I have a purple aura, and I don’t like umbrellas. And even though I currently live in South Florida, and its rainy season, and I walk a half mile to and from school to pick up my kid…. I really resent my umbrella. I have umbrellas, two mismatched vagabond umbrellas that if could speak, could most likely tell you a really interesting tale of how they ended up in my possession…. But I don’t purchase umbrellas and I never have. I have looked at them at the store. I have held them in my hands at Target, seriously considering my position on umbrellas… but never did it, I’ve never bought an umbrella.
Inevitability at school pick up time, the thunder cloud rolls in and not just trickles, it DUMPS rain on us. Its a tropical humid thunderstorm hell. And even though we take the umbrella, we use said umbrella….we still end up wet. And I wonder, “What is the point of this umbrella? Doesn’t everyone see that we really don’t need them?” Its madness to me. I don’t have cute umbrellas, like I said; I have really odd mismatched *someone gave this to me for free at a health and wellness show* umbrellas. So what is my issue? Why don’t I get normal people umbrellas, why don’t I buy the biggest umbrella I can find, why don’t I accept the umbrella?
Well, I am purple… and this is my little rebellion and I have learned to embrace it. I stopped fighting these little rebellions a long time ago. Part of being purple means, I don’t really care about certain conformities of society. Like the need to stress out about your kid getting wet. The need to size coordinate my umbrella to my kids’ height. I just don’t have the deep concern about it and the big thing is…. I stopped caring a long time ago what others thought about it. And sure, being an indigo – an empath- I FEEL the judgment. Heck, I feel my own kids’ judgment. But I just stopped trying
to make myself care about something that wasn’t a big deal to me.
"Being purple means you kind of question the safety net, the metaphorical umbrella in life’s inevitable storm."

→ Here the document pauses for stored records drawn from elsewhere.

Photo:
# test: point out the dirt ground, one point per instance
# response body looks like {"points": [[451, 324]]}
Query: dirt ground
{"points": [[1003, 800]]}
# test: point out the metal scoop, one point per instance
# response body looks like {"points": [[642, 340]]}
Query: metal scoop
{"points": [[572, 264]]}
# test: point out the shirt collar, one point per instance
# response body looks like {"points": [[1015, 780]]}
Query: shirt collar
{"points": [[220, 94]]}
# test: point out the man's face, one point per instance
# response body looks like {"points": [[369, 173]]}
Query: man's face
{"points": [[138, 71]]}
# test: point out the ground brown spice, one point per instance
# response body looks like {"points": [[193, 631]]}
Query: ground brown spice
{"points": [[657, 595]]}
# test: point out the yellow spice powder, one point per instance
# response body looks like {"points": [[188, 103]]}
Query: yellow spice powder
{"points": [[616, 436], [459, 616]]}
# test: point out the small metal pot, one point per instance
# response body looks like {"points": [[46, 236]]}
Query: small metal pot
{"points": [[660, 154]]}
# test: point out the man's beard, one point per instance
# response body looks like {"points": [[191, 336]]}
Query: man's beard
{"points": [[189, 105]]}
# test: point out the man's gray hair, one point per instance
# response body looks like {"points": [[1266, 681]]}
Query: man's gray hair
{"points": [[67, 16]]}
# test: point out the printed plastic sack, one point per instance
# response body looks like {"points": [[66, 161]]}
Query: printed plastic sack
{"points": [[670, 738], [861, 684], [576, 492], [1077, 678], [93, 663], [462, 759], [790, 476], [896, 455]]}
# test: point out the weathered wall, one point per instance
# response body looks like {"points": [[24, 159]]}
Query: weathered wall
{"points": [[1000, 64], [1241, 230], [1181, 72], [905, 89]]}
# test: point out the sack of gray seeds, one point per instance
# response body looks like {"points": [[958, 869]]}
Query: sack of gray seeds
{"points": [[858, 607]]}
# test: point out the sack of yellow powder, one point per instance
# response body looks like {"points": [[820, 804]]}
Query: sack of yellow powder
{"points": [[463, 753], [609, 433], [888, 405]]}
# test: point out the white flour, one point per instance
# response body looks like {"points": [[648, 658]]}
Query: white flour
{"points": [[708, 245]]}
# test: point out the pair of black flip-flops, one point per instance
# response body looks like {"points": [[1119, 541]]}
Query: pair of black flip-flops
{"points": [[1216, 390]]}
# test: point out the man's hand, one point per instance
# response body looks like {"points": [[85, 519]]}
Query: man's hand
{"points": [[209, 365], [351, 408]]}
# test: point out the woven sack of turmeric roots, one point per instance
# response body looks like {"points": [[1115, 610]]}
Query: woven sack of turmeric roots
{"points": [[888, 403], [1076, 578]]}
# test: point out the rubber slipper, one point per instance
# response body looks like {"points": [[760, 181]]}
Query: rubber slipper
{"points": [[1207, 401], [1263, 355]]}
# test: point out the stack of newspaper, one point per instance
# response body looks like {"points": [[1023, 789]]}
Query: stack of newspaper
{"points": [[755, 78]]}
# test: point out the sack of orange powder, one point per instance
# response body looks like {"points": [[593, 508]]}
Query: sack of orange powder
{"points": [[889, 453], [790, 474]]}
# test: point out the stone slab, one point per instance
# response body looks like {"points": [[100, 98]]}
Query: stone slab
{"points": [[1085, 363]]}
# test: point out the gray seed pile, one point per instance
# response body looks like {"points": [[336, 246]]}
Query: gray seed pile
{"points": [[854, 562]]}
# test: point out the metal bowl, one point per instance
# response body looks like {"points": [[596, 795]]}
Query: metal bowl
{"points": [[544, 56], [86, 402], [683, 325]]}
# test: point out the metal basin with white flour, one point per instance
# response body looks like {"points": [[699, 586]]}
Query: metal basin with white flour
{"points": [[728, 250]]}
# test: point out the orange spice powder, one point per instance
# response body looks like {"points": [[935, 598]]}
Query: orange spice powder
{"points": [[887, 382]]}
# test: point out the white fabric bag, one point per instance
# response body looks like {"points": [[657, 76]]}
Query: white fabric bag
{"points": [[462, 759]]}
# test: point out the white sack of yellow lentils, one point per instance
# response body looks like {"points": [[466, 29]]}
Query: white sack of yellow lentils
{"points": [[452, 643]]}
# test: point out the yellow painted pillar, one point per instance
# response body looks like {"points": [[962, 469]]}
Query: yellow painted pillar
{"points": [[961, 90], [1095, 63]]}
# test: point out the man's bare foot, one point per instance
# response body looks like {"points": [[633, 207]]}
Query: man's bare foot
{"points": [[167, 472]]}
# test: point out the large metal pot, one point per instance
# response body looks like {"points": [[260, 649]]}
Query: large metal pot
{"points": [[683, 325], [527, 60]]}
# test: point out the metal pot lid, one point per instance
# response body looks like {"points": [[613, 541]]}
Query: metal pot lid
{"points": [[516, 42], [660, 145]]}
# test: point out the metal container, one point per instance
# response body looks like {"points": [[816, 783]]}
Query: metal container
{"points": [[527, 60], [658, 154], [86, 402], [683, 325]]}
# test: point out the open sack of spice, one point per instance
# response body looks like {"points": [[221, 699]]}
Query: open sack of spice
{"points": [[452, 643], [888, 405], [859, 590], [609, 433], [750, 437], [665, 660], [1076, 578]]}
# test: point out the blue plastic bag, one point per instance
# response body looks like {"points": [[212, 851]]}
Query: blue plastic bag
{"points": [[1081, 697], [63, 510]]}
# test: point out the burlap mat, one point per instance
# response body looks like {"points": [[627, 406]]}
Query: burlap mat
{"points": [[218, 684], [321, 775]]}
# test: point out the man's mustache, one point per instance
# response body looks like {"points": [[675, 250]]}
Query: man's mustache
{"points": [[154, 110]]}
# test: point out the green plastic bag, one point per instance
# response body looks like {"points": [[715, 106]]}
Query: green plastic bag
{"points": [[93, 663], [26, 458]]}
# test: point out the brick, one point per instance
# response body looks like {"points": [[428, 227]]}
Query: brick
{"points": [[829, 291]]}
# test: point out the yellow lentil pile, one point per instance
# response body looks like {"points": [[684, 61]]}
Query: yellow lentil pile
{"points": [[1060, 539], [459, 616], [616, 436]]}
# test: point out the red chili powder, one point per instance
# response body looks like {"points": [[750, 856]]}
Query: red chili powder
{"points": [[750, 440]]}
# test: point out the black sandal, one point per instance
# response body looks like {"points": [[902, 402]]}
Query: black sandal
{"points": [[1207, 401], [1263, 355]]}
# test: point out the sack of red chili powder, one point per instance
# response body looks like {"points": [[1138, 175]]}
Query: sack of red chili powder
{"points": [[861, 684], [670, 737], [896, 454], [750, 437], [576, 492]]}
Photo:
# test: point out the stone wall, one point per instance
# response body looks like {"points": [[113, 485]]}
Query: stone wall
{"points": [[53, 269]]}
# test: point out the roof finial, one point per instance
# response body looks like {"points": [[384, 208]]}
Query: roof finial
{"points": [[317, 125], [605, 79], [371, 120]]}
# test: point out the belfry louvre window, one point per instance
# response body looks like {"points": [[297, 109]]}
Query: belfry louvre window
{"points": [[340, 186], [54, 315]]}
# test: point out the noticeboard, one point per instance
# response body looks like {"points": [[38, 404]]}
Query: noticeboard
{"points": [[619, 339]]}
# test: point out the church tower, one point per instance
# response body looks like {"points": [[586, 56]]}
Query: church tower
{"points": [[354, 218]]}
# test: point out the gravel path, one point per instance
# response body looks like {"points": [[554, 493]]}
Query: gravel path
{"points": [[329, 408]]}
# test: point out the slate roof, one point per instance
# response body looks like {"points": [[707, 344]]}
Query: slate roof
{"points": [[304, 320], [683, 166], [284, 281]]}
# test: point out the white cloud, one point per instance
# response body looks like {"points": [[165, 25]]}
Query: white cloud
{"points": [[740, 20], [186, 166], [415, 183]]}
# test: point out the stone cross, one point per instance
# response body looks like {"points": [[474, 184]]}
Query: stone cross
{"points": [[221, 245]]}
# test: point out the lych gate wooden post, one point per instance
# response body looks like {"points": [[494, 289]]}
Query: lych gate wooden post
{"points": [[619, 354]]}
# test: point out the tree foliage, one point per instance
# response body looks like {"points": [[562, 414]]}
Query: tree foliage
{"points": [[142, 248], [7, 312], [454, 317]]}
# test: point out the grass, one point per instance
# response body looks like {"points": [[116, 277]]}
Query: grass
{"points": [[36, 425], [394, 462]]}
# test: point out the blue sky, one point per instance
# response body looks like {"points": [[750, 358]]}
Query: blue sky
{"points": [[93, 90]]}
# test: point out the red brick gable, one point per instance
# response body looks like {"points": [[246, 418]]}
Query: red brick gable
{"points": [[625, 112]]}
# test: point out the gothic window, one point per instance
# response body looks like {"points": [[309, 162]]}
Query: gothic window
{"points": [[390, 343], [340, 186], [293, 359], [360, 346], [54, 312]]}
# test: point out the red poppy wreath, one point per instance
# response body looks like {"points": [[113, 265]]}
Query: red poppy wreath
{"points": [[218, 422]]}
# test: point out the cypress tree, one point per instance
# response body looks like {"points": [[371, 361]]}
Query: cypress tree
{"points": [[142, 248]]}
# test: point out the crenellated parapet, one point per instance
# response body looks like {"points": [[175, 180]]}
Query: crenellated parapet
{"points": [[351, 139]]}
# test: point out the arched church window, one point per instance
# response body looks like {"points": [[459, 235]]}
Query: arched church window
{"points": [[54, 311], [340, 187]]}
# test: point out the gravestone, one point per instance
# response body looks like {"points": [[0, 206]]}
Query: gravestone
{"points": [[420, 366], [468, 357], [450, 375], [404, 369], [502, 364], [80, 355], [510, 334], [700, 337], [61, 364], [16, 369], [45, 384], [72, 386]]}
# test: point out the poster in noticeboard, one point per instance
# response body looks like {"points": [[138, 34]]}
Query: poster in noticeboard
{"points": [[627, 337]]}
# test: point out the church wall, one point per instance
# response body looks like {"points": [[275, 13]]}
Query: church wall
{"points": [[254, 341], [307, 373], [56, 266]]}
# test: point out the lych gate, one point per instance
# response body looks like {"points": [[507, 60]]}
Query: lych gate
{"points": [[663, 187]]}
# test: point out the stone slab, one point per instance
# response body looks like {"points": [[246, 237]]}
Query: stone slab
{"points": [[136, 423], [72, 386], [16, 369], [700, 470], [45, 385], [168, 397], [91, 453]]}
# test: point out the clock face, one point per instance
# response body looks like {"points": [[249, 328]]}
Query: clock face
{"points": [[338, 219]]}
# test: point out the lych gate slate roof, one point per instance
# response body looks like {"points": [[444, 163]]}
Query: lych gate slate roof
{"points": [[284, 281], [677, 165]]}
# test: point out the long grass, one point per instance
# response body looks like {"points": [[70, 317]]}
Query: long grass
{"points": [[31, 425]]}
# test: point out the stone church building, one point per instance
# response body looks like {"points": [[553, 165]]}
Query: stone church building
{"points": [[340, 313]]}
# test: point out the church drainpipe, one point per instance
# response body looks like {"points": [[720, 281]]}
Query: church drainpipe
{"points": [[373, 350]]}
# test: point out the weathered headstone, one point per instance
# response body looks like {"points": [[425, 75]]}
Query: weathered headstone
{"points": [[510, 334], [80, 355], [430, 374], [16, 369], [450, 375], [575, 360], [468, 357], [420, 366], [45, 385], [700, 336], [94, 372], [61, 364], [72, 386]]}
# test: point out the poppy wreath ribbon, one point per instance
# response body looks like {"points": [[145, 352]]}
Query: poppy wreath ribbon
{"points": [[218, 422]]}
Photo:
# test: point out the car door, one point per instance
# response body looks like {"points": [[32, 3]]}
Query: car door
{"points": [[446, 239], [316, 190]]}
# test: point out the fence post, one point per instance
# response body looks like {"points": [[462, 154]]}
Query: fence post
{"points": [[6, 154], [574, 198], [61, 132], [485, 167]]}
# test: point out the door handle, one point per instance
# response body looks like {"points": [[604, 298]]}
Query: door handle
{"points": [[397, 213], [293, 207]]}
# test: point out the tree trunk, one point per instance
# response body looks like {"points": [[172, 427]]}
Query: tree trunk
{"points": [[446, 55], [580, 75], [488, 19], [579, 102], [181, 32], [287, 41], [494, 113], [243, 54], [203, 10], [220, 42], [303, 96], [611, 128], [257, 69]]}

And that purple, that’s what gets me through some really tough times when life needs me to let stuff go. And it helps me see silver lining in any situation that could be perceived as very sucky. And it has made me laugh, and it has made me say NO and it has made me walk out of a teaching job that was suffocating me – literally walk out – on a Wednesday afternoon in October many years ago. And it made me pursue something that took a lot of bravery because; yeah I DO feel what others think. Being purple means you kind of question the safety net, the metaphorical umbrella in life’s inevitable storm. But my purple has made me seriously embrace the fact that I don’t care … cannot care… and be happy at the same time. And that, that is why I don’t buy the damn umbrella.